Wednesday, June 3, 2009

Tuna sandwich? Forgedabowdid


What came first the cheesy Private Investigator novel or the Private Investigator?

Why are PI’s always portrayed in black and white, with cheap suits, cheap aftershave, viewed through a thick fog of cigarette smoke, carrying a Queens/Bronx accent, with blonde broad in tow with long-fish net stocking clad legs?


Even when I read a detective novel, I picture it in black and white….strange!
And in the UK, its all elementary, and tweed suits – and don’t forget the side-kick twat-son.
Are these chaps the most stereotypical caricatures in the history of literature?
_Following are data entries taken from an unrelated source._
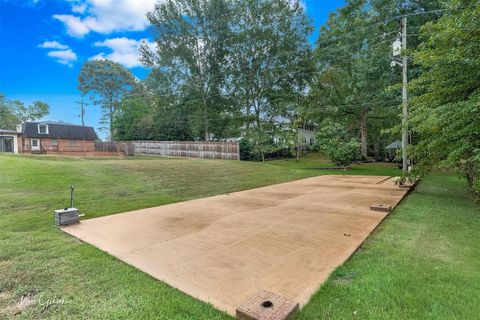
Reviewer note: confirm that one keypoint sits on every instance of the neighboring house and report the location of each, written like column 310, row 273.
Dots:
column 8, row 141
column 307, row 133
column 55, row 138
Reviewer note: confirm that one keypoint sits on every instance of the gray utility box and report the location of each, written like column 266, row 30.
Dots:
column 67, row 216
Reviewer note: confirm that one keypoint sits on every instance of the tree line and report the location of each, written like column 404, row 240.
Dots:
column 246, row 68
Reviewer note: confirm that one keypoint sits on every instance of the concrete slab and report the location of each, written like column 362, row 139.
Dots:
column 285, row 238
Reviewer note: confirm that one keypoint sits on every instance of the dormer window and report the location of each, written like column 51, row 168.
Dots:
column 42, row 128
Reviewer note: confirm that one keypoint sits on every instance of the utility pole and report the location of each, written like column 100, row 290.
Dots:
column 404, row 96
column 82, row 111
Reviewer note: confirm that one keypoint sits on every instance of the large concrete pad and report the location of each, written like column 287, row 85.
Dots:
column 285, row 238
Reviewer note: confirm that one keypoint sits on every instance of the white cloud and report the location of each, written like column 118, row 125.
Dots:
column 123, row 50
column 79, row 8
column 106, row 16
column 63, row 54
column 75, row 26
column 66, row 57
column 53, row 45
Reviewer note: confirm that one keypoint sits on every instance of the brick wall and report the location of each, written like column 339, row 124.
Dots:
column 58, row 145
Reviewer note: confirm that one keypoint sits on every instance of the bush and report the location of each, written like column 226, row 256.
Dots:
column 333, row 141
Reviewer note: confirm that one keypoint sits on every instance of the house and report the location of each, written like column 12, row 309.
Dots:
column 8, row 141
column 55, row 138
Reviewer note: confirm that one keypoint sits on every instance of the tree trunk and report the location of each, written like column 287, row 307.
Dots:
column 298, row 144
column 111, row 121
column 205, row 119
column 363, row 133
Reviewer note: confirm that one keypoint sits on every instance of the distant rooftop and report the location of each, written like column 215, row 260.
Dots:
column 59, row 123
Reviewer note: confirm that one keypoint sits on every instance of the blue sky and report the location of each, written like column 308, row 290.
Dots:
column 43, row 44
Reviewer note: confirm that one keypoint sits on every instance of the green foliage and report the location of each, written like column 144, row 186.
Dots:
column 14, row 112
column 333, row 140
column 106, row 82
column 228, row 66
column 446, row 105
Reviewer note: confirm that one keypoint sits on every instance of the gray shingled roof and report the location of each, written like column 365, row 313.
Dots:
column 397, row 144
column 59, row 130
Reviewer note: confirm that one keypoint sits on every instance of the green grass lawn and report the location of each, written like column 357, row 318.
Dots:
column 422, row 262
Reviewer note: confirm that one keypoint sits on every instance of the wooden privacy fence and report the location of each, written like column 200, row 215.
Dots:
column 189, row 149
column 106, row 146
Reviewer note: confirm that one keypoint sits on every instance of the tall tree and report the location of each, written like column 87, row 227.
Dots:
column 446, row 106
column 106, row 82
column 354, row 55
column 268, row 57
column 191, row 46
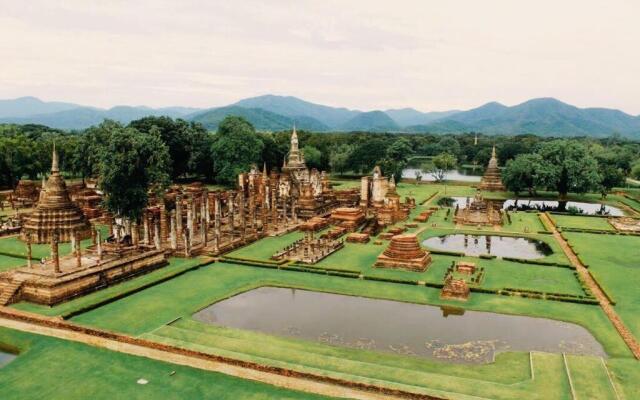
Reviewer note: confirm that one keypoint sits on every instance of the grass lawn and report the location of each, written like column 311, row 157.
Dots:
column 49, row 368
column 147, row 313
column 613, row 260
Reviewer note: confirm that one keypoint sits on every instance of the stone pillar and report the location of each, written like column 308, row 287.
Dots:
column 207, row 210
column 146, row 239
column 294, row 213
column 29, row 261
column 164, row 233
column 54, row 252
column 99, row 240
column 156, row 237
column 187, row 243
column 174, row 234
column 179, row 214
column 190, row 218
column 78, row 251
column 135, row 234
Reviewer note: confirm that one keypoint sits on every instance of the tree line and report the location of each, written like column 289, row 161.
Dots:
column 185, row 150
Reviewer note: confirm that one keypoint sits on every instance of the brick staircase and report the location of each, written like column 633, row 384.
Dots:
column 8, row 290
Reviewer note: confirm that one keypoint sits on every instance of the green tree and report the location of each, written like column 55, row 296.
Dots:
column 339, row 158
column 235, row 148
column 312, row 157
column 571, row 167
column 521, row 173
column 188, row 143
column 440, row 164
column 131, row 163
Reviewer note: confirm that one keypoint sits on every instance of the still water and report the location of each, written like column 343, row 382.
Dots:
column 460, row 174
column 392, row 326
column 548, row 205
column 499, row 246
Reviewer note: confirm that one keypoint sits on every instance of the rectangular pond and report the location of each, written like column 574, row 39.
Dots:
column 392, row 326
column 576, row 207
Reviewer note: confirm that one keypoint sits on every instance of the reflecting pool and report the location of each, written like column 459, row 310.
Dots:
column 397, row 327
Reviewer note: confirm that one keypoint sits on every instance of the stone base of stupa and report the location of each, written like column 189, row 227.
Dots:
column 41, row 284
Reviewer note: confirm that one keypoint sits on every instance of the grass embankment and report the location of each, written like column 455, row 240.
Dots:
column 49, row 368
column 148, row 312
column 613, row 261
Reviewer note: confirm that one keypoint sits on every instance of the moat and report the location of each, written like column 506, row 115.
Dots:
column 499, row 246
column 396, row 327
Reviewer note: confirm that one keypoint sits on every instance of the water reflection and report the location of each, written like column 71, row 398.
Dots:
column 396, row 327
column 575, row 207
column 460, row 174
column 499, row 246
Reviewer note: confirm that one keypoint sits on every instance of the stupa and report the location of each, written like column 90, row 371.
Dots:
column 404, row 252
column 492, row 180
column 55, row 212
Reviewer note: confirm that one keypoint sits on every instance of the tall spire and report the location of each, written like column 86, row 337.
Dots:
column 54, row 160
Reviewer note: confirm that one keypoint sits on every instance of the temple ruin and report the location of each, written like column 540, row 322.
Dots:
column 492, row 178
column 55, row 212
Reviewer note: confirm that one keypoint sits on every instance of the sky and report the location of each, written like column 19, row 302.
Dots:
column 429, row 55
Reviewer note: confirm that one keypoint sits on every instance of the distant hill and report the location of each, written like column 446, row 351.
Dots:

Bernard Schlink’s The Reader has recently been brought into the spotlight as a result of its adaption to film, starring Kate Winslet. The book deals with the difficulties which subsequent generations have in comprehending the Holocaust, specifically, whether a sense of its origins and magnitude can be adequately conveyed solely through written and oral media.
Those who are not to familiar with Schlink’s previous works might not know that The Reader was a break away from his usual Detective Novels, perhaps recounting his days as a court judge and some of the intriguing cases that may have been brought up before him in court. I have only read one, but that was enough for me. I have to say I am not a huge fan… Self’s Punishment.
Picture the above mentioned stereoptype, but in a Germanic kind of way…. Difficult you might think, but not really…it seems to fit in a really odd kind of way.
I haven’t read too many of these types of novels - I am more a factual novel, or the other extreme, fantasy novel kind of guy.
But getting back to my question of PI’s and stereotypes…I came across this story recently and went into black and white almost immediately, with patches of colour – polka dots actually!

Ex-New York cop has 100,000 dlr bone to pick
A former New York police officer wants 100,000 dollars compensation for trauma he claims to have suffered since biting into a tuna sandwich and encountering a bone, a report says Tuesday.
The ex member of "New York's finest," now a private investigator, has filed the lawsuit saying he choked for more than a minute on the bone and has never been the same since, the Daily News reported.
The suit says Robert McKenna, 57, suffered "permanent and emotional pain and suffering" during the incident more than two years ago and was "in imminent fear of losing his life."
"I can't even be near tuna now," he was quoted as saying.
"Like a fish fillet sandwich? Forget it."

It makes you Sclink...oh no that was terrible!